The 49ers are a good team with room to grow, but they've been far from dominant during a 10-6 campaign.

They're tremendously inconsistent, with an offense that struggled in almost every game of the season, but they've played well enough to win the NFC West title and host a playoff game.

Unfortunately, they drew the right to host New York -- the NFC's hottest team with a four-game winning streak and tremendous confidence.

"We're still building this team," Mariucci said. "We're still developing this team as we go. We're getting more playoff experience now, and that's a big plus. We've been in the playoffs four of the six years I've (been the coach), and that's good."

The 49ers treated their final game of the regular season as an exhibition. Pro Bowl quarterback Jeff Garcia played one series, and two more Pro Bowlers -- receiver Terrell Owens and guard Ron Stone -- didn't play at all.

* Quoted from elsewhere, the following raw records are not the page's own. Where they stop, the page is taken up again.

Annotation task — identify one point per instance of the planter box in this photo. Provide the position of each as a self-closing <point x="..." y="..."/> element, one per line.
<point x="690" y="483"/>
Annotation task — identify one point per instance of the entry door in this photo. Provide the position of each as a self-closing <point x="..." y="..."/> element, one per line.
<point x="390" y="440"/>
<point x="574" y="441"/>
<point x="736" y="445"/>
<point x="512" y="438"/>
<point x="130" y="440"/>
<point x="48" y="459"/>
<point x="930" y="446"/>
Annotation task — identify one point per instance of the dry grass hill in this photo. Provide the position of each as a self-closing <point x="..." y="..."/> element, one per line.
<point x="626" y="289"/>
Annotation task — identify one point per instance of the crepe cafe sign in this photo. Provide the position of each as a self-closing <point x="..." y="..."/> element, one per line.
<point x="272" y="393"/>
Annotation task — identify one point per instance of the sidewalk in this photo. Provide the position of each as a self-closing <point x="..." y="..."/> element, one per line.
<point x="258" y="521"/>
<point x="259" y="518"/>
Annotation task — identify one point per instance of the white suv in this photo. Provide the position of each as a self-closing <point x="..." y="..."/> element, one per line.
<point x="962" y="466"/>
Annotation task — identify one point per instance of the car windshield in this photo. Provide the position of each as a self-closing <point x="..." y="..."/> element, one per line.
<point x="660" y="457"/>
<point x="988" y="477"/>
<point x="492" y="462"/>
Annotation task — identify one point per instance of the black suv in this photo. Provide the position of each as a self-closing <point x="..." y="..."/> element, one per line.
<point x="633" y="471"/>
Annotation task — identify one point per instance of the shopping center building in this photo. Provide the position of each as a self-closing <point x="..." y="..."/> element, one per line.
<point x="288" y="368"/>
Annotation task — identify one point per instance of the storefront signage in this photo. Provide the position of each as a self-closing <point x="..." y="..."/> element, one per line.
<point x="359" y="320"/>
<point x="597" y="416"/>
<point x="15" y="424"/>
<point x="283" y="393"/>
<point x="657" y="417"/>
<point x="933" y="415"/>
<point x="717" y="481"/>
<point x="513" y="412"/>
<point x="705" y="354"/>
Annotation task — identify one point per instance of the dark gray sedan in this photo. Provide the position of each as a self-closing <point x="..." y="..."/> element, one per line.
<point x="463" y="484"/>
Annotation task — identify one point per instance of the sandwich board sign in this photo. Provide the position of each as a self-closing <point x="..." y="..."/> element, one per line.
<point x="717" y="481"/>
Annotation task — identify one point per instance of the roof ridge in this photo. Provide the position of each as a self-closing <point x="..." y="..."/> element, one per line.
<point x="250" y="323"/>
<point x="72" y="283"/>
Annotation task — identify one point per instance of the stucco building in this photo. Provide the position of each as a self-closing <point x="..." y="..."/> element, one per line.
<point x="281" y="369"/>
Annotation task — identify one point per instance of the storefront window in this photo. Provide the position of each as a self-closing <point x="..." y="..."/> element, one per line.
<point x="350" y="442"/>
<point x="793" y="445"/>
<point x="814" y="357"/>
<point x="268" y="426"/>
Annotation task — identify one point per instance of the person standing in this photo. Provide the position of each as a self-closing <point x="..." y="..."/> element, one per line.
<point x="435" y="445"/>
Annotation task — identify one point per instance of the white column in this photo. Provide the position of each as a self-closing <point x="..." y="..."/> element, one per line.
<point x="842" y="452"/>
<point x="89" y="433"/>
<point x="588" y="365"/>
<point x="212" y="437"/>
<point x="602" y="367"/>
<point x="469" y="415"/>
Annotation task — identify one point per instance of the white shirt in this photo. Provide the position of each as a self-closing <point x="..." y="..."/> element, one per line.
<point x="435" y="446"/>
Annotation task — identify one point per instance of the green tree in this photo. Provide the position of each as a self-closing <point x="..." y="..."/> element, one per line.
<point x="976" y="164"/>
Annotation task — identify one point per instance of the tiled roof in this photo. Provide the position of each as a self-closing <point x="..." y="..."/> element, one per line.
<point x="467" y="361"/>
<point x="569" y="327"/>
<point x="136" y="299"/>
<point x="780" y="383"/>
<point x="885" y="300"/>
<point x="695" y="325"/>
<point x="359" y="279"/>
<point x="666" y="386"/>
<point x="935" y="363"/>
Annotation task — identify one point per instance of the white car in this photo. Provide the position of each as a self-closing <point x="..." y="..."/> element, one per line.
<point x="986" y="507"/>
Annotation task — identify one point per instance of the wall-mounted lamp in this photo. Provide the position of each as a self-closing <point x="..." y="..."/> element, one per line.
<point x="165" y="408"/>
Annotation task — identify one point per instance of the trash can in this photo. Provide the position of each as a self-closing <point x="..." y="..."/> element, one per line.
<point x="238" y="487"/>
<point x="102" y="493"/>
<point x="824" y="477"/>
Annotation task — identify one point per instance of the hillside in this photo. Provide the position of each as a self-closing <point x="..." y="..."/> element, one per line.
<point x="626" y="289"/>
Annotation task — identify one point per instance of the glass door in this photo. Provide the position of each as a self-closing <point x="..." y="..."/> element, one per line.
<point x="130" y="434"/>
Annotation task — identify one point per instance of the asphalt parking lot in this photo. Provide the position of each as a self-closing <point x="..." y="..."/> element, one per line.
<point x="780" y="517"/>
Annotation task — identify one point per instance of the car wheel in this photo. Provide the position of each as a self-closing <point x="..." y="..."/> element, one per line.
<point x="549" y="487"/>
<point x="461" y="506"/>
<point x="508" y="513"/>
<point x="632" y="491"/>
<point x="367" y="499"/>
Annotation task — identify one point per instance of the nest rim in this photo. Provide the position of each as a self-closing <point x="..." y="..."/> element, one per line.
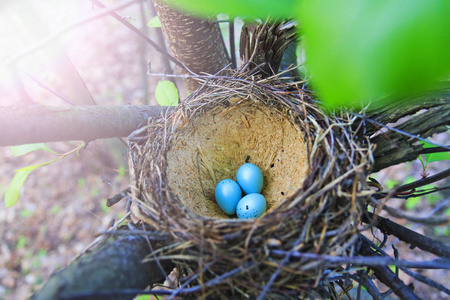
<point x="194" y="234"/>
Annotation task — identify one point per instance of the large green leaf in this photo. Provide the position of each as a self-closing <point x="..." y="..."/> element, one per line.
<point x="361" y="50"/>
<point x="166" y="93"/>
<point x="433" y="157"/>
<point x="27" y="148"/>
<point x="247" y="8"/>
<point x="13" y="191"/>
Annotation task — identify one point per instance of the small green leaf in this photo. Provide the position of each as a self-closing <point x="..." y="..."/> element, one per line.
<point x="412" y="203"/>
<point x="433" y="157"/>
<point x="27" y="148"/>
<point x="13" y="191"/>
<point x="166" y="93"/>
<point x="154" y="22"/>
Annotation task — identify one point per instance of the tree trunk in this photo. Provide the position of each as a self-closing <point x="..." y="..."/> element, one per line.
<point x="197" y="43"/>
<point x="113" y="266"/>
<point x="33" y="124"/>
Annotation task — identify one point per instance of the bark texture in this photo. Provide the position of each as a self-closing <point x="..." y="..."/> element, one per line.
<point x="197" y="43"/>
<point x="39" y="124"/>
<point x="112" y="266"/>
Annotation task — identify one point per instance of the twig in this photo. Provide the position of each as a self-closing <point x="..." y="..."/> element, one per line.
<point x="415" y="137"/>
<point x="424" y="181"/>
<point x="185" y="291"/>
<point x="414" y="275"/>
<point x="433" y="150"/>
<point x="363" y="279"/>
<point x="399" y="214"/>
<point x="367" y="260"/>
<point x="386" y="276"/>
<point x="408" y="236"/>
<point x="426" y="280"/>
<point x="232" y="44"/>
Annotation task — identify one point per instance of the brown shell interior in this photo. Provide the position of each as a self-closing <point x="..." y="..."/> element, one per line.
<point x="215" y="143"/>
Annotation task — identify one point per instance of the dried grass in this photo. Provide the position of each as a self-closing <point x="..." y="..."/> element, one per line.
<point x="324" y="162"/>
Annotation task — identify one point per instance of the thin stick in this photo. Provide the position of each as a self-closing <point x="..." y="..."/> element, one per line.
<point x="399" y="131"/>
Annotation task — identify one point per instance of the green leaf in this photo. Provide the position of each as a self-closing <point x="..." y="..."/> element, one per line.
<point x="27" y="148"/>
<point x="358" y="51"/>
<point x="247" y="8"/>
<point x="412" y="203"/>
<point x="432" y="157"/>
<point x="154" y="22"/>
<point x="166" y="93"/>
<point x="13" y="191"/>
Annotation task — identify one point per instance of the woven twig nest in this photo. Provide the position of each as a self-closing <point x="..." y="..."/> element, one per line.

But even while resting most of his important players, Mariucci's team was in position to win its 11th game of the season until a combination of uncharacteristic turnovers and bad play by defensive backups allowed St. Louis to score 28 points in the fourth quarter, sending San Francisco into the playoffs with a loss.

"The fourth quarter concerned me," Mariucci said. "I was really pleased with our first three quarters. I thought we played really dominating football. The roof caved in in the fourth quarter for various reasons.

"I wonder if when (cornerback) Jason Webster got hurt (with a sprained ankle), guys were looking around, wondering if it was going to happen to them. I'm just thinking out loud here, because I don't know what it was."

Mariucci again faced the difficult decisions that have dogged him for the past two seasons and could define his career in San Francisco. The 49ers relaxed their intensity and emptied their bench in the second half when they had a lead, and the Rams made them pay for it.

Mariucci's reasoning was sound and obvious, given the unchanging playoff picture and the health of his banged-up team. But in letting up on St. Louis, Mariucci did the same thing that so infuriated Owens and a few of his teammates on more than one occasion over the past two winning seasons.

"It was a frustrated locker room, which was good," Mariucci said. "I was tempted as a coach to keep the starters in longer, to deviate from the plan. But the plan was very well thought out. I had to stick to the plan -- for the Giants, for the next game's sake. I hoped it would be enough to play our best football, but we didn't."